Standing privilege weakens containment because it defeats the basic assumption that access should be temporary, scoped, and reviewable. In practice, security teams see ransomware spread fastest where vendor accounts have broad entitlements, weak rotation, and little visibility. OWASP’s OWASP Non-Human Identity Top 10 treats overprivileged non-human identities as a core attack path, not a side issue. In practice, many security teams encounter the blast radius only after a supplier account is reused to reach critical systems, rather than through intentional access design.
How It Works in Practice
Standing privilege increases ransomware impact because it gives attackers a durable identity path instead of a one-time exploit. Once a vendor credential, API key, or service account is compromised, the attacker can authenticate as a trusted party, enumerate systems, and chain access across tools that were never meant to be reached from the original entry point. This is why supplier access should be treated as part of the attack surface, not as an external exception.
Current best practice is to reduce standing privilege with just-in-time access, short-lived secrets, and explicit approval for sensitive actions. Vendor access should be granted only for the task at hand, then revoked automatically. Where possible, teams should use workload identity and policy checks at request time so the system evaluates what the vendor or workload is trying to do, not just who it claims to be.

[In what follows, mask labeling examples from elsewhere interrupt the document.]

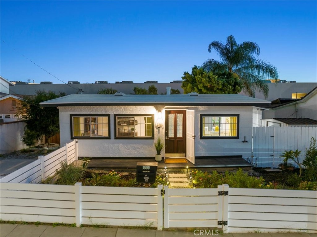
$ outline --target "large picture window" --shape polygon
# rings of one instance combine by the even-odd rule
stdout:
[[[71,115],[72,139],[110,138],[109,117],[104,115]]]
[[[238,138],[238,115],[201,115],[200,138]]]
[[[153,115],[115,115],[116,139],[154,138]]]

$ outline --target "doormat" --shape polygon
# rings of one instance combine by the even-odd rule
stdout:
[[[165,158],[164,161],[166,164],[187,163],[187,160],[185,158]]]

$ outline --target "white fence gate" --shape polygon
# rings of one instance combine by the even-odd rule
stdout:
[[[305,158],[311,139],[317,138],[317,127],[253,127],[252,136],[252,164],[277,168],[283,163],[283,158],[279,156],[285,150],[298,149],[301,151],[301,159]]]

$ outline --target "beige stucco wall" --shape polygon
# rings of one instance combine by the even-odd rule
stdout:
[[[190,109],[195,111],[195,155],[196,156],[243,155],[249,157],[253,123],[252,106],[174,107],[168,109]],[[152,106],[60,107],[61,145],[71,140],[70,115],[72,114],[110,114],[110,139],[78,139],[79,156],[87,157],[153,157],[154,140],[114,139],[114,114],[153,114],[155,123],[157,112]],[[201,139],[200,115],[202,114],[239,114],[238,139]],[[162,111],[164,122],[165,110]],[[165,130],[154,129],[155,140],[158,136],[164,140]],[[244,136],[249,142],[243,143]],[[164,155],[164,153],[162,154]]]

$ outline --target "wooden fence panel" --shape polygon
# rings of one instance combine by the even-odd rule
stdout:
[[[259,167],[277,168],[283,163],[279,157],[285,150],[301,151],[302,160],[311,138],[317,139],[316,127],[256,127],[253,131],[253,159]],[[291,160],[288,163],[296,165]]]

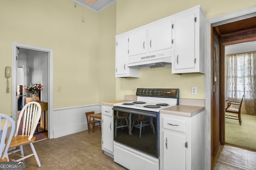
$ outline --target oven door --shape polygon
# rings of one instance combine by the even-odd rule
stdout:
[[[159,156],[159,113],[114,106],[114,140]]]

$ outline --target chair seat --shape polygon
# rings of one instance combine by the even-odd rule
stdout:
[[[91,123],[94,123],[99,122],[100,121],[98,120],[91,120],[90,122]],[[89,121],[88,121],[88,123],[89,123]]]
[[[236,109],[235,108],[232,108],[229,107],[228,109],[227,109],[226,111],[235,111],[236,112],[238,112],[239,110],[238,109]]]
[[[16,136],[12,137],[9,148],[14,148],[21,145],[28,144],[34,142],[36,140],[36,137],[33,137],[31,140],[28,140],[28,136]]]

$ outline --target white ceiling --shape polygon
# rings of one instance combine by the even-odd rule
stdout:
[[[96,12],[100,12],[116,2],[116,0],[98,0],[87,3],[86,0],[71,0]]]

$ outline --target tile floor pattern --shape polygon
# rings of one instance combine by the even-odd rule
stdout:
[[[83,131],[60,138],[34,143],[41,163],[39,168],[34,156],[26,159],[26,170],[125,170],[105,155],[101,149],[100,131]],[[24,147],[25,155],[32,151]],[[9,156],[9,157],[15,156]]]
[[[213,170],[256,170],[256,152],[225,145],[220,149]]]
[[[100,131],[97,129],[94,133],[85,131],[36,142],[34,145],[42,166],[32,156],[25,160],[26,170],[126,169],[104,154],[101,143]],[[24,148],[25,154],[32,153],[29,145]],[[256,152],[226,145],[220,149],[214,170],[256,170]]]

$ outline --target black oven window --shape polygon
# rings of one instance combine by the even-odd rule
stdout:
[[[155,114],[150,116],[114,110],[114,140],[158,157],[158,119]]]

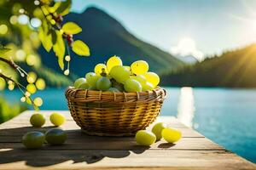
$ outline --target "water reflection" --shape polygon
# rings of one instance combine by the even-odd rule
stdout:
[[[182,123],[189,128],[193,126],[193,118],[195,110],[194,102],[193,88],[189,87],[182,88],[180,89],[177,117]]]

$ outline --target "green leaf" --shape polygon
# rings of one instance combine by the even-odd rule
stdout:
[[[5,48],[0,44],[0,54],[4,54],[6,52],[9,51],[10,48]]]
[[[43,47],[47,52],[52,48],[51,35],[49,35],[47,32],[44,31],[43,27],[38,29],[38,37],[42,42]]]
[[[50,31],[50,36],[51,36],[51,41],[52,41],[52,43],[53,43],[53,44],[56,43],[56,41],[57,41],[57,34],[56,34],[56,32],[55,32],[54,30],[51,30],[51,31]]]
[[[53,45],[53,50],[58,57],[58,63],[61,70],[64,69],[64,54],[65,54],[65,43],[62,35],[60,31],[56,31],[56,42]]]
[[[61,16],[67,14],[71,8],[71,0],[66,0],[65,2],[60,2],[61,3],[56,9],[56,13]]]
[[[89,56],[90,49],[88,46],[81,40],[77,40],[72,44],[72,50],[81,56]]]
[[[67,22],[63,25],[62,30],[67,34],[78,34],[82,31],[82,28],[74,22]]]

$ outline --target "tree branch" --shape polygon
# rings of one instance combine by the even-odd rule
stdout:
[[[19,68],[19,65],[16,65],[13,60],[9,60],[7,59],[4,59],[3,57],[0,57],[0,61],[3,61],[4,63],[7,63],[8,65],[9,65],[13,69],[16,70],[17,68]]]

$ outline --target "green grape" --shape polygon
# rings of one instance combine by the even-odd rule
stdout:
[[[49,116],[49,121],[55,126],[61,126],[66,122],[66,118],[60,113],[52,113]]]
[[[119,93],[120,91],[115,88],[110,88],[108,90],[108,92],[115,92],[115,93]]]
[[[101,75],[102,72],[102,69],[104,69],[106,73],[108,73],[107,66],[104,64],[97,64],[94,68],[94,72],[96,75]]]
[[[44,139],[44,133],[41,132],[30,132],[22,137],[22,144],[27,149],[38,149],[42,147]]]
[[[112,87],[117,88],[119,92],[125,91],[124,84],[117,82],[115,80],[112,81]]]
[[[31,94],[35,94],[37,92],[37,88],[34,84],[27,84],[26,90]]]
[[[45,82],[42,78],[38,78],[36,82],[36,86],[38,90],[44,90],[45,88]]]
[[[154,88],[155,88],[160,82],[160,77],[154,72],[147,72],[144,74],[144,76],[147,79],[147,82],[152,83]]]
[[[67,134],[61,128],[52,128],[45,133],[45,139],[50,144],[62,144],[67,140]]]
[[[137,80],[142,85],[147,82],[146,77],[143,75],[137,75],[136,76],[131,76],[131,78]]]
[[[116,65],[123,65],[123,62],[120,58],[114,55],[107,61],[108,71],[111,71],[111,69]]]
[[[126,80],[124,87],[126,92],[142,92],[143,90],[141,83],[132,78]]]
[[[156,140],[160,140],[162,138],[162,130],[166,128],[167,128],[167,125],[166,123],[163,123],[163,122],[156,123],[153,127],[152,132],[155,135]]]
[[[5,86],[6,86],[5,80],[0,77],[0,91],[3,90],[5,88]]]
[[[143,86],[143,91],[145,92],[145,91],[148,91],[148,90],[154,90],[154,86],[152,83],[150,82],[146,82],[144,84],[142,84]]]
[[[148,64],[144,60],[137,60],[131,65],[131,69],[136,75],[145,74],[148,71]]]
[[[155,142],[156,137],[152,132],[139,130],[136,133],[135,139],[140,145],[149,146]]]
[[[175,143],[181,139],[182,133],[180,131],[173,128],[164,128],[162,130],[162,137],[169,143]]]
[[[98,90],[106,91],[111,87],[111,85],[110,80],[106,76],[102,76],[97,81],[96,88]]]
[[[79,86],[79,88],[81,88],[81,89],[88,89],[89,88],[90,88],[90,85],[88,84],[87,82],[82,82],[82,83]]]
[[[90,86],[96,86],[96,82],[101,78],[101,76],[94,72],[88,72],[85,75],[86,81]]]
[[[85,78],[79,78],[77,79],[74,83],[73,86],[75,88],[79,88],[79,87],[83,83],[83,82],[86,82],[86,79]]]
[[[41,105],[43,105],[43,99],[41,98],[36,98],[34,99],[34,104],[40,107]]]
[[[44,116],[40,113],[35,113],[30,117],[30,123],[36,128],[40,128],[45,123]]]
[[[118,82],[125,82],[130,78],[130,71],[125,66],[116,65],[111,69],[110,76]]]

The Cisco Active Directory credentials breach is a useful reminder that long-lived credentials inside supplier pathways can create direct enterprise exposure, while the Codefinger AWS S3 ransomware attack shows how cloud access can be abused once trust has already been established.
- Replace persistent vendor accounts with JIT approvals and automatic expiration.
- Separate vendor access by environment, system, and business purpose.
- Store secrets in managed vaults and rotate them on a fixed cadence.
- Log vendor authentication, privilege elevation, and lateral movement attempts.
- Review third-party access paths after every incident, not just during annual audits.
These controls tend to break down when vendors require always-on operational access to legacy systems that cannot enforce short-lived authentication.
Common Variations and Edge Cases
Tighter vendor access often increases operational overhead, requiring organisations to balance faster incident containment against support friction and integration complexity. That tradeoff is real, especially for managed service providers, maintenance partners, and emergency response teams that need rapid access during outages.
There is no universal standard for this yet, but current guidance suggests that the highest-risk vendors are those with administrative reach, direct production connectivity, or credentials shared across clients. In those environments, standing privilege does not just widen access, it also complicates attribution because one credential may be reused across multiple workflows. NHI Mgmt Group notes that Ultimate Guide to NHIs — The NHI Market reflects how broadly these identities now appear across enterprises, which is why suppliers should be segmented by privilege class and not treated as a single risk category.
Edge cases include break-glass accounts, legacy batch jobs, and vendor integrations that cannot yet support modern federation. In those cases, the practical answer is tighter monitoring, narrower entitlements, and explicit expiry controls, not blanket trust. The failure mode is usually not a single privileged login, but an over-broad vendor path that remains available long after the task is finished.
Standards & Framework Alignment
This section maps relevant standards and security frameworks to the operational risks and controls described in this guidance.
OWASP Non-Human Identity Top 10 address the attack and risk surface, while NIST CSF 2.0 and NIST Zero Trust (SP 800-207) set the governance and control requirements practitioners need to meet.
| Framework | Control / Reference | Relevance |
|---|---|---|
| OWASP Non-Human Identity Top 10 | NHI-03 | Standing credentials and weak rotation expand ransomware blast radius. |
| NIST CSF 2.0 | PR.AC-4 | Third-party access control is central to limiting supplier-driven ransomware spread. |
| NIST Zero Trust (SP 800-207) | SC-7 | Zero trust segmentation reduces the chance a vendor account can move laterally. |
Remove persistent vendor secrets and rotate any remaining NHI credentials on short, enforced intervals.